The fourth research question concerned whether differences in the grade distributions of 15-year-old students in PISA contributed to differences in average achievement between jurisdictions. We conclude that this was the case in the period up to PISA 2015 when there were noticeable differences among jurisdictions in the age-grade distributions. Our analyses suggest that there were moderate effects of grade on achievement net of any effects of a range of student characteristics known to be associated with achievement. In exploring differences in achievement among jurisdictions over the period from 2000 to 2018, it was important to allow for the contribution of differences in age-grade distributions as well as differences in student characteristics. By PISA 2018 differences in age-grade distributions had largely disappeared (except for Tasmania), and in future analyses we expect that differences in age-grade distributions will not have a great influence on jurisdictional differences in PISA achievement. However, grade will remain an important element of student-level analyses of influences on PISA achievement and should be incorporated in models of achievement.
Future research
This study aimed to describe the contribution of the shifting grade-demography of 15-year-old students in Australia to the observed decline in PISA achievement since 2000. The analysis has demonstrated that, on average, Grade 11 students record higher achievements on the PISA domains, after controlling for age, gender, household socioeconomic status and immigration background. The fact that there are fewer students in Grade 11 (or higher) as the cycles of PISA progress implies that the higher proportion of (lower achieving) lower grade children has contributed to the mean decline in PISA achievement.
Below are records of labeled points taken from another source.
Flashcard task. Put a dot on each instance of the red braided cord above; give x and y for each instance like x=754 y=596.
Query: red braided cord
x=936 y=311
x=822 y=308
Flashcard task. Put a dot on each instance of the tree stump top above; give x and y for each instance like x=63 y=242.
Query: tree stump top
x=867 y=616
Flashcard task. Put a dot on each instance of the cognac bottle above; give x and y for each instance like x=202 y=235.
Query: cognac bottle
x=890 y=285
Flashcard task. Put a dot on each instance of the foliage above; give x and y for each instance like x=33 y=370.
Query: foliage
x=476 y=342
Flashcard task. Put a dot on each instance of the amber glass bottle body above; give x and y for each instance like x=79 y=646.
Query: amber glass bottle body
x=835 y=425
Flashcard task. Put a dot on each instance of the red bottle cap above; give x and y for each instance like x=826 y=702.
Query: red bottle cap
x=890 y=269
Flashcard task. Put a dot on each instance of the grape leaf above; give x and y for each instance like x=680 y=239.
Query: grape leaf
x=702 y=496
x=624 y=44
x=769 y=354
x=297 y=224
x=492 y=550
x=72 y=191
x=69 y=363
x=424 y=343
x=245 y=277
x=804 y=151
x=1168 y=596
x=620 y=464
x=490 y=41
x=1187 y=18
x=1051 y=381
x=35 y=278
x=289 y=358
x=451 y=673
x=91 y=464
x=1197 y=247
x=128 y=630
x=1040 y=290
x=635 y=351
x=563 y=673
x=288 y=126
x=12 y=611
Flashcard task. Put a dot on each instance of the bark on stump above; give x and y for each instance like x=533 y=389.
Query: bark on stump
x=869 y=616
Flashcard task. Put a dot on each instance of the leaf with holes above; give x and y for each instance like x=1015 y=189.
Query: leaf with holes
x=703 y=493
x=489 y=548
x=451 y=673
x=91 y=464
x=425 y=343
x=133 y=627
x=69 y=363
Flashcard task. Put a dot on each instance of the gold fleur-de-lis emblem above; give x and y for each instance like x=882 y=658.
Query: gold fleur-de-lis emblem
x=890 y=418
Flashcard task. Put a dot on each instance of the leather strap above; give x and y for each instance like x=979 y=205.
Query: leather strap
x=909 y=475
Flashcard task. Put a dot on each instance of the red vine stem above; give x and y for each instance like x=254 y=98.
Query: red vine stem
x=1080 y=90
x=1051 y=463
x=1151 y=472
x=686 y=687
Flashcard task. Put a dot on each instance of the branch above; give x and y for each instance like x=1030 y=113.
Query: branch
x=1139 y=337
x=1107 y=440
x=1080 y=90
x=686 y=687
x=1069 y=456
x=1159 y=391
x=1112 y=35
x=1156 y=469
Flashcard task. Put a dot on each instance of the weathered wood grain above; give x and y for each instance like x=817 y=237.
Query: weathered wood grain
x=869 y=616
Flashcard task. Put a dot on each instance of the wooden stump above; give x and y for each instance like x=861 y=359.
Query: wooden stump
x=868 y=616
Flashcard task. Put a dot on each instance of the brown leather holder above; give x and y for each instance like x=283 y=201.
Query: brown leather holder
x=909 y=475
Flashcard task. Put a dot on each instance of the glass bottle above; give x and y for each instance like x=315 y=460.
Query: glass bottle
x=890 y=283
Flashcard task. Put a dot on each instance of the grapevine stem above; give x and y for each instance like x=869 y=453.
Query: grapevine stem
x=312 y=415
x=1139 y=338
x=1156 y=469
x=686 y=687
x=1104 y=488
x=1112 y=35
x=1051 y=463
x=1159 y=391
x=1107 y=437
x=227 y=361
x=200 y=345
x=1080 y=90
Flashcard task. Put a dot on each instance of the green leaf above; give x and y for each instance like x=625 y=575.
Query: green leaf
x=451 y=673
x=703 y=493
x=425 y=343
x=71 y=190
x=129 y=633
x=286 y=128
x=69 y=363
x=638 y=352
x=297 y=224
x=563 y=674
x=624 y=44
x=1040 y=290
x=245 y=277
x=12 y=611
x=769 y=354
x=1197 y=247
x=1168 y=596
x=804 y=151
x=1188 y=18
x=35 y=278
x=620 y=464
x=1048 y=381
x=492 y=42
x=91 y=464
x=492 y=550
This study, however, has also demonstrated that the story is more complex and warrants further exploration. For example, it is not possible with a series of cross-sectional multiple regressions to know with certainty if the implied trajectory is statistically significant. If, instead, each cycle of PISA was treated as an independent sample and the data were ‘stacked’ in long format, it would be possible to estimate (as either a fixed- or random-effect) a cycle effect under the expectation that the magnitude of the cycle effect would be minimised when grade is controlled for (e.g. under the expectation that the within-grade decline is lower than the between-grade change in proportions). This would allow for a statistical estimate and test of the magnitude of the influence of the changing composition. Further, there remains a negative slope in the grade-conditioned trend. There is potentially benefit in considering models that include other explanatory variables at the student, household, classroom and school level to explain this as it is without doubt an intriguing policy question. In addition, simulation studies could be undertaken to put plausible boundaries on the likely magnitude of the decline by generating data not influenced by other factors or by a limited set of factors.
Footnotes
Declaration of Conflicting Interests
The author(s) declared no potential conflicts of interest with respect to the research, authorship, and/or publication of this article.
Funding
The author(s) received no financial support for the research, authorship, and/or publication of this article.